Optimizers (nabla.nn.optim)#

Optimizer#

class Optimizer(params: 'Any') -> 'None':

Base class for stateful optimizers backed by pure functional steps.

Methods#

step#

def step(self, grads: 'Any') -> 'Any':

SGD#

class SGD(params: 'Any', *, lr: 'float', momentum: 'float' = 0.0, weight_decay: 'float' = 0.0) -> 'None':

Stateful SGD optimizer with optional momentum and weight decay.

Usage::

optimizer = SGD(params, lr=0.01, momentum=0.9)
new_params = optimizer.step(grads)

Methods#

step#

def step(self, grads: 'Any') -> 'Any':

AdamW#

class AdamW(params: 'Any', *, lr: 'float', betas: 'tuple[float, float]' = (0.9, 0.999), eps: 'float' = 1e-08, weight_decay: 'float' = 0.0) -> 'None':

Base class for stateful optimizers backed by pure functional steps.

Methods#

step#

def step(self, grads: 'Any') -> 'Any':

sgd_step#

def sgd_step(param: 'Tensor', grad: 'Tensor', momentum_buffer: 'Tensor | None' = None, *, lr: 'float', weight_decay: 'float' = 0.0, momentum: 'float' = 0.0) -> 'tuple[Tensor, Tensor | None]':

Single-tensor SGD update.

Returns (new_param, new_momentum_buffer).


adamw_step#

def adamw_step(param: 'Tensor', grad: 'Tensor', m: 'Tensor', v: 'Tensor', step: 'int', *, lr: 'float', beta1: 'float' = 0.9, beta2: 'float' = 0.999, eps: 'float' = 1e-08, weight_decay: 'float' = 0.0) -> 'tuple[Tensor, Tensor, Tensor]':

Single-tensor AdamW update.


sgd_update#

def sgd_update(params: 'Any', grads: 'Any', state: 'dict[str, Any] | None' = None, *, lr: 'float', momentum: 'float' = 0.0, weight_decay: 'float' = 0.0) -> 'tuple[Any, dict[str, Any]]':

Functional SGD update on pytrees (mirrors adamw_update).

Parameters

  • params : pytree – Current model parameters.

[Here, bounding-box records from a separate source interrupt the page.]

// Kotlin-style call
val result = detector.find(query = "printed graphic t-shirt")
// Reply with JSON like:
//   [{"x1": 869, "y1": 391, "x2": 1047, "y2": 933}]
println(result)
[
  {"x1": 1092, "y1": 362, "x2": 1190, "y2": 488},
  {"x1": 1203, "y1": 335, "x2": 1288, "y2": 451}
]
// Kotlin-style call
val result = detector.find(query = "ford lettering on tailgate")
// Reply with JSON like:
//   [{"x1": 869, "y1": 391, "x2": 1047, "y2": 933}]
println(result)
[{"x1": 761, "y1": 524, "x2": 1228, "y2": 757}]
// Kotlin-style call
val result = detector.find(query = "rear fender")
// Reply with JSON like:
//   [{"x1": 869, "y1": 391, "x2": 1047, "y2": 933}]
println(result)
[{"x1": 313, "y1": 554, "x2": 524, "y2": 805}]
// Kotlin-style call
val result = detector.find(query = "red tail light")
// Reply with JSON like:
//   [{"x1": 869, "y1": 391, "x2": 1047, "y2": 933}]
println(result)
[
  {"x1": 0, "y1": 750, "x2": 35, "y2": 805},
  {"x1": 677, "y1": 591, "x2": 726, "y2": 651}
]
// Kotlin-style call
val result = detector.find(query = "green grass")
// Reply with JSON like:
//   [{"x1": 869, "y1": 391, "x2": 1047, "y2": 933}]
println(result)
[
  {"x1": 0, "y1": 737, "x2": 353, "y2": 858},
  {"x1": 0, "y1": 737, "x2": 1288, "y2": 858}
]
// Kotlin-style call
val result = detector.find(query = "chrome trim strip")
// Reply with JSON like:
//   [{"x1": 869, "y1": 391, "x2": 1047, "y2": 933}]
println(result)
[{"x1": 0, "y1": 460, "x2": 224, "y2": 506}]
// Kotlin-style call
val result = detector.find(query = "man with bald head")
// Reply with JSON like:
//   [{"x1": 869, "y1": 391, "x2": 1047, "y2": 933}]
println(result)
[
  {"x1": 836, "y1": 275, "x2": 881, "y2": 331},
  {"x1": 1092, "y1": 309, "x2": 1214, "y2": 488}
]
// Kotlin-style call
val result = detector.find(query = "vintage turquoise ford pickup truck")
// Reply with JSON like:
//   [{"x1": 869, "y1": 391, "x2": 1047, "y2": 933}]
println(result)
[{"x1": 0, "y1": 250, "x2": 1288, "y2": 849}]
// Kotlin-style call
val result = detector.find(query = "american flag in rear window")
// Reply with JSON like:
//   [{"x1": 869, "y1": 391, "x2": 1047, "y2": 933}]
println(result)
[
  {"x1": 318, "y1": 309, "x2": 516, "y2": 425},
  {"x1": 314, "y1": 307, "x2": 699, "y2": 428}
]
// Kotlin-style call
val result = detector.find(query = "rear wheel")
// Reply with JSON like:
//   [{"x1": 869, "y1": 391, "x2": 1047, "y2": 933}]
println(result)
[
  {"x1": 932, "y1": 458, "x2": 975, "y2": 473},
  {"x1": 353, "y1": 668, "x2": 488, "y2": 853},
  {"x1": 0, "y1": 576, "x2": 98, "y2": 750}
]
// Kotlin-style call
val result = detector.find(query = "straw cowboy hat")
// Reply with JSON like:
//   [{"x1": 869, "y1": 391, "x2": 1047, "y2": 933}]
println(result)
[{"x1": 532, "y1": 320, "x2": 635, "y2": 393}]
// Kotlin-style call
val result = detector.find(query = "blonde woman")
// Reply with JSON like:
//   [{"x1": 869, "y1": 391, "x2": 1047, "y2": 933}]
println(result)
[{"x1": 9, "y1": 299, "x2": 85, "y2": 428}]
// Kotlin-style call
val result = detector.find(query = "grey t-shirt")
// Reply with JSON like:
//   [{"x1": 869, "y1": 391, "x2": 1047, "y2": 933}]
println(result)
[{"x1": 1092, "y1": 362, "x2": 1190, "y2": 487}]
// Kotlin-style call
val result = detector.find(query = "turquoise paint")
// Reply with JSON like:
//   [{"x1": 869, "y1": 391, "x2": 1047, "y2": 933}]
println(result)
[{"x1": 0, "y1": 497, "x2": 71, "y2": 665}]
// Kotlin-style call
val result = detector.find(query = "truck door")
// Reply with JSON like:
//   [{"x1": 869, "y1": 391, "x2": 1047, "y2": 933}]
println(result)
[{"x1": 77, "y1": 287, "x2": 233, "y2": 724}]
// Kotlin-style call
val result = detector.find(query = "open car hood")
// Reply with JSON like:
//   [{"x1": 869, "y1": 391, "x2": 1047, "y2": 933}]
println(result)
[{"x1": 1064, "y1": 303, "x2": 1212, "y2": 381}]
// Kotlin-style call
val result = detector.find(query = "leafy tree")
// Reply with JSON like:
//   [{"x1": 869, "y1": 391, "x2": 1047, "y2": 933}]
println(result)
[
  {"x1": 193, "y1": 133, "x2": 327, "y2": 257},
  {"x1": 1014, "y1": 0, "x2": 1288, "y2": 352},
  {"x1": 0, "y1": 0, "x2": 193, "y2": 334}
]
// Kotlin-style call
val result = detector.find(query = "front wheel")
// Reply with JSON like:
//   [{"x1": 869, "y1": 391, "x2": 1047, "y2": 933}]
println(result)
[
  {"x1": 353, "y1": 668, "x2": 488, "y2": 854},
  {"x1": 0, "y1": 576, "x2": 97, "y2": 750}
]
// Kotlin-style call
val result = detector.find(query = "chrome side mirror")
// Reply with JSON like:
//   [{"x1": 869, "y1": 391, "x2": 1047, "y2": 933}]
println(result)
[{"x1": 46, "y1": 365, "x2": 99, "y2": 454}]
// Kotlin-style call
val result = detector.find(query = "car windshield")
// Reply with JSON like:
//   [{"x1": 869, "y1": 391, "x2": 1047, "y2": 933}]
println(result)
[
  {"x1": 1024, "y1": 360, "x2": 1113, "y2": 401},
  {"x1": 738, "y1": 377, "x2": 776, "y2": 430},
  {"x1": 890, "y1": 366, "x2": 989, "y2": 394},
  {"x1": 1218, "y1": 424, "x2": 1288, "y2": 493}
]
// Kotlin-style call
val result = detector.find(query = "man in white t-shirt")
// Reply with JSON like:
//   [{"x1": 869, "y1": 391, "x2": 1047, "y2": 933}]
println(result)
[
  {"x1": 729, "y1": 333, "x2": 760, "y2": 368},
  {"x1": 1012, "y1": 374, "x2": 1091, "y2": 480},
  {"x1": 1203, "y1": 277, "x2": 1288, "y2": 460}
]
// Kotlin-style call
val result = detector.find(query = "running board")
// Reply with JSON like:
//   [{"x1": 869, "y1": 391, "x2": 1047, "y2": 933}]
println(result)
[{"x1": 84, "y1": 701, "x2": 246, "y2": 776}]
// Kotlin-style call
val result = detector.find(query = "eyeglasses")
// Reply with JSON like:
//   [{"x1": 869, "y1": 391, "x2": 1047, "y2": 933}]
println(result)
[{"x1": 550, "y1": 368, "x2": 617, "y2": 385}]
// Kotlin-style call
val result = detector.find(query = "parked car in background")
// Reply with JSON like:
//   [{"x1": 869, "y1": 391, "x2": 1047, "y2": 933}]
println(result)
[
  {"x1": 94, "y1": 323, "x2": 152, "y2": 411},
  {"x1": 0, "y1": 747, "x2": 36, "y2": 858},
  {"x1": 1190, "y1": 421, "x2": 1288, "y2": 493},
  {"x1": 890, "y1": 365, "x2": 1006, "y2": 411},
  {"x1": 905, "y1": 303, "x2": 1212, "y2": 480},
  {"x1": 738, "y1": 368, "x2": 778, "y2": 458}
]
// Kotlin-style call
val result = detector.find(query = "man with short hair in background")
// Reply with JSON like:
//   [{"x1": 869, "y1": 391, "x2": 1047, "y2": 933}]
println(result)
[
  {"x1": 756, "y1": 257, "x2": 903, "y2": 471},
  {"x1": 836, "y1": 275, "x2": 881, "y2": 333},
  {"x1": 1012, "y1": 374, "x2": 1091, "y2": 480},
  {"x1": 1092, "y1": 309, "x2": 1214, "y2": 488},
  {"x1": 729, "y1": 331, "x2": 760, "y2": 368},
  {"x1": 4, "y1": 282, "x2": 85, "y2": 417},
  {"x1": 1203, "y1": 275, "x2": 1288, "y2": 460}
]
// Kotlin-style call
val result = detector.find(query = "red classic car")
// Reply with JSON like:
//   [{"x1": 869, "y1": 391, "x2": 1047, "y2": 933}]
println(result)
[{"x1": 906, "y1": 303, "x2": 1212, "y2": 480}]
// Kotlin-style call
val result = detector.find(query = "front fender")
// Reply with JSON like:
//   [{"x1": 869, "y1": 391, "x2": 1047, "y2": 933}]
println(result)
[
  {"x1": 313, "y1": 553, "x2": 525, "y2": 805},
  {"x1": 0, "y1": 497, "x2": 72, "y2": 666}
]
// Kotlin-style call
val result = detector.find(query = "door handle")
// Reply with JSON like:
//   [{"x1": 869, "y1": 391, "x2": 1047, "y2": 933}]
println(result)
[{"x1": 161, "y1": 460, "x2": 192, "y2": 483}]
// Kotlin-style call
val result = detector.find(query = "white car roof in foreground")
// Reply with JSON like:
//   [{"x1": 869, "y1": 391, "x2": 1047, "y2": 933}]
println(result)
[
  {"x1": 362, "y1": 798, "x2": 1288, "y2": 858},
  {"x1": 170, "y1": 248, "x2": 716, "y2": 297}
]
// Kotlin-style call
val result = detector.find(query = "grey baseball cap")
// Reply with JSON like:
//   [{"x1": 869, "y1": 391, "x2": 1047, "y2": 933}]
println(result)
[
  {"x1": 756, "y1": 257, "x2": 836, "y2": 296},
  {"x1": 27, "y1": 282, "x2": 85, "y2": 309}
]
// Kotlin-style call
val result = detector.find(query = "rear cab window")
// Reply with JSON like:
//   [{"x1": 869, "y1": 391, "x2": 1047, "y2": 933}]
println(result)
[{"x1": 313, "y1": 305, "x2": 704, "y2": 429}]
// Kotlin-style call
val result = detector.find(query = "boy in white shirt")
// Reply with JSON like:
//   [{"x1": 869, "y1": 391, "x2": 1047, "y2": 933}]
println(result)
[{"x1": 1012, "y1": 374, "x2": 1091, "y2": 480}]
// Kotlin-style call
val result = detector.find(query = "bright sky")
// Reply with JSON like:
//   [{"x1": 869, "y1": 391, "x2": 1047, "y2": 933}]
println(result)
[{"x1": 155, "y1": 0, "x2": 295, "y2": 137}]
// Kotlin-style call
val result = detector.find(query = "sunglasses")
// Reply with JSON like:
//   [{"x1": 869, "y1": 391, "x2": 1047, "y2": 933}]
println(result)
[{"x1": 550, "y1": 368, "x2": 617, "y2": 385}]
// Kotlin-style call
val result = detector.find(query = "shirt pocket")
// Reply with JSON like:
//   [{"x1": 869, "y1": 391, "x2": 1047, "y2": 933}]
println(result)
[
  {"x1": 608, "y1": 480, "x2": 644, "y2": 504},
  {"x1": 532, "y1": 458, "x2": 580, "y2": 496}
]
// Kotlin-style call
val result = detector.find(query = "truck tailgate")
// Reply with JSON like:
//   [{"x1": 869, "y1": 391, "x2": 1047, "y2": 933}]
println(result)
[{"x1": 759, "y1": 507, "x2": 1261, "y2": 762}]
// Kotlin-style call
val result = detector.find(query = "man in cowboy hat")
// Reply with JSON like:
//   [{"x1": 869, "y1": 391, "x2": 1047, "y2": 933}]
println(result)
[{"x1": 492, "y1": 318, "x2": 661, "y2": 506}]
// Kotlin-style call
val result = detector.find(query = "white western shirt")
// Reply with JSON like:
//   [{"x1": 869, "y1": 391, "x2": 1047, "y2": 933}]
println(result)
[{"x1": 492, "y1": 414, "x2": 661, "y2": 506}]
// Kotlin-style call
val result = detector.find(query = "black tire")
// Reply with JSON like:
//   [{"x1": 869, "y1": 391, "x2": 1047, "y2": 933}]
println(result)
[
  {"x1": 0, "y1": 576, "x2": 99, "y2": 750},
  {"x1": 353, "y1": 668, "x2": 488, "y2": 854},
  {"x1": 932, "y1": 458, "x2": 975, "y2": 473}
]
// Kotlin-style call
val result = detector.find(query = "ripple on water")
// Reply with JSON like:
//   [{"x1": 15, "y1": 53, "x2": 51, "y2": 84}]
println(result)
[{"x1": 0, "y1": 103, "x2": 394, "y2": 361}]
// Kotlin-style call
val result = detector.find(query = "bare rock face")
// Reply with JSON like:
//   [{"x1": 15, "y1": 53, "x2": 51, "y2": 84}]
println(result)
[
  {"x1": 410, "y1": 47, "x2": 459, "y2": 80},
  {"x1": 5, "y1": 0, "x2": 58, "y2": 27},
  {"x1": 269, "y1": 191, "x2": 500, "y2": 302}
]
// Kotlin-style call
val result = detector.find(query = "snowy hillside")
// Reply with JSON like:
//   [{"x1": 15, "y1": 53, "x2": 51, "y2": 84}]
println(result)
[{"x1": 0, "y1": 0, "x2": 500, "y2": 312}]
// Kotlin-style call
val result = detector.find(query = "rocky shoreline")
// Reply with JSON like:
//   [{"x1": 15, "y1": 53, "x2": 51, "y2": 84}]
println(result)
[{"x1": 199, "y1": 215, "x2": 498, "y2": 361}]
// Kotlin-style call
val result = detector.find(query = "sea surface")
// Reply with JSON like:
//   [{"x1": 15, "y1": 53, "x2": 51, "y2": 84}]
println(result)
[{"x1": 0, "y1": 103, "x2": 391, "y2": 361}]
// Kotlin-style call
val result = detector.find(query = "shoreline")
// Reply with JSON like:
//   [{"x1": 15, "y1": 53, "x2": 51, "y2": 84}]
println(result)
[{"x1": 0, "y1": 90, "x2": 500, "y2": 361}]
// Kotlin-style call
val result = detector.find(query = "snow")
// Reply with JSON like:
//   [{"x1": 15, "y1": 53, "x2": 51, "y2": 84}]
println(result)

  • grads : pytree – Gradients matching the params structure.

  • state : dict, optional – Optimizer state containing "momentum_buffers" and "step". If None a fresh state is created.

  • lr, momentum, weight_decay : float – Standard SGD hyper-parameters.

Returns

tuple – Updated parameters and optimizer state, with tensors realized according to the global Optimizer execution policy.


adamw_init#

def adamw_init(params: 'Any') -> 'dict[str, Any]':

Functional AdamW state init for pytree params.


adamw_update#

def adamw_update(params: 'Any', grads: 'Any', state: 'dict[str, Any]', *, lr: 'float', weight_decay: 'float' = 0.0, beta1: 'float' = 0.9, beta2: 'float' = 0.999, eps: 'float' = 1e-08, bias_correction: 'bool' = True, realize: 'bool | None' = None) -> 'tuple[Any, dict[str, Any]]':

Functional AdamW update on pytrees.

Kept for compatibility and reused by finetuning workloads.